Todd Doyle, MD OncoLink Assistant Editor Last Modified: November 1, 2001
Presenter: Mendenhall WM et al Affiliation: University of Florida College of Medicine
Summary: Surgery has traditionally been the mainstay of treatment for squamous cell carcinoma of the base of tongue. However, the morbidity with this surgery is significant. This retrospective study was performed to compare outcomes with definitive radiation and surgery in an attempt to spare patients significant, life long, surgical morbidity.
Methods: Two hundred seventeen patients with squamous cell carcinoma of the base of tongue were treated with radiation therapy alone or with a planned neck dissection for residual disease in the lymph nodes. An important point is that this series is relatively unselected as the majority of patients at this institution are treated with radiation therapy which is considered the treatment of choice by surgeons and radiation oncologists. Hence, all stages of disease are represented. The majority of the patients were treated with twice daily fractions of radiation.
The minimum followup was 2 years with > 5 years of followup in 79%.
Local control at five years was 96% for T1 tumors, 91% for T2 tumors, 81% for T3 tumors, and 38% for T4 tumors. The overall local control was 79%.

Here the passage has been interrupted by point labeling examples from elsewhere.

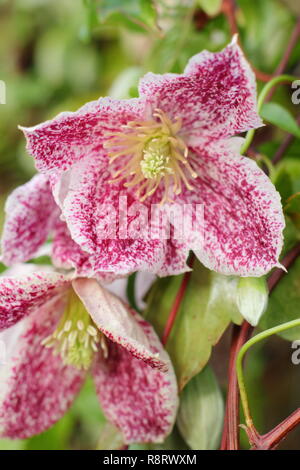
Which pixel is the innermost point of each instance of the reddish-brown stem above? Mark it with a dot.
(230, 436)
(271, 440)
(177, 302)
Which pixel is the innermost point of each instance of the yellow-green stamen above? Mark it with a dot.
(76, 338)
(153, 153)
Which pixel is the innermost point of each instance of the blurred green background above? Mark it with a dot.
(57, 54)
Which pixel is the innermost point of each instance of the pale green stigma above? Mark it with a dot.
(76, 338)
(156, 156)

Multivariate analysis revealed prognostic factors of T stage and overall treatment time predicted for local control.
The five year overall local-regional control was 75%.

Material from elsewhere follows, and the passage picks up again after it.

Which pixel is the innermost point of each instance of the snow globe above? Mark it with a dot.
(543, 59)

T stage, overall treatment time, overall stage, and the addition of a neck dissection predicted for the likelihood of local-regional control.

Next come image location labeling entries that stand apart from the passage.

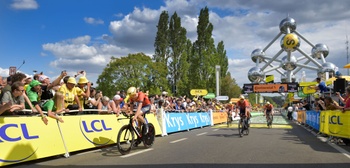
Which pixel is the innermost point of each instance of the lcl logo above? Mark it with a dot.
(22, 135)
(93, 128)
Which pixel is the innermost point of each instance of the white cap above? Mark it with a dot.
(116, 97)
(42, 77)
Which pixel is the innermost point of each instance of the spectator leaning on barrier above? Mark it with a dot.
(15, 97)
(71, 100)
(346, 99)
(84, 92)
(32, 92)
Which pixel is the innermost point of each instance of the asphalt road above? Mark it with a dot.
(285, 145)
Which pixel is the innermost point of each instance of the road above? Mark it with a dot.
(287, 144)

The five year overall survival rate was 50%.
These results were compared to standard surgical series from the literature which report local control rates of 70 to 80%, local-regional control rates of 60 to 75%, and overall survival rates of 40 to 50%.
Severe complication rates for standard surgical series range around 25% with a 2% to 4% rate of fatal complications. Severe radiation complications developed in 4% of this series with no treatment related deaths.
Radiation therapy appears to produce similar rates of local-regional control and survival when compared to surgery. This is accomplished with less morbidity.
The likelihood of local-regional control appears to be related to stage, overall treatment time, and the addition of a planned neck dissection.
This series provides evidence to allow patients with this disease an alternative to immediate radical surgery. Future directions for treatment with organ preservation might include the use of chemotherapy in addition to radiation.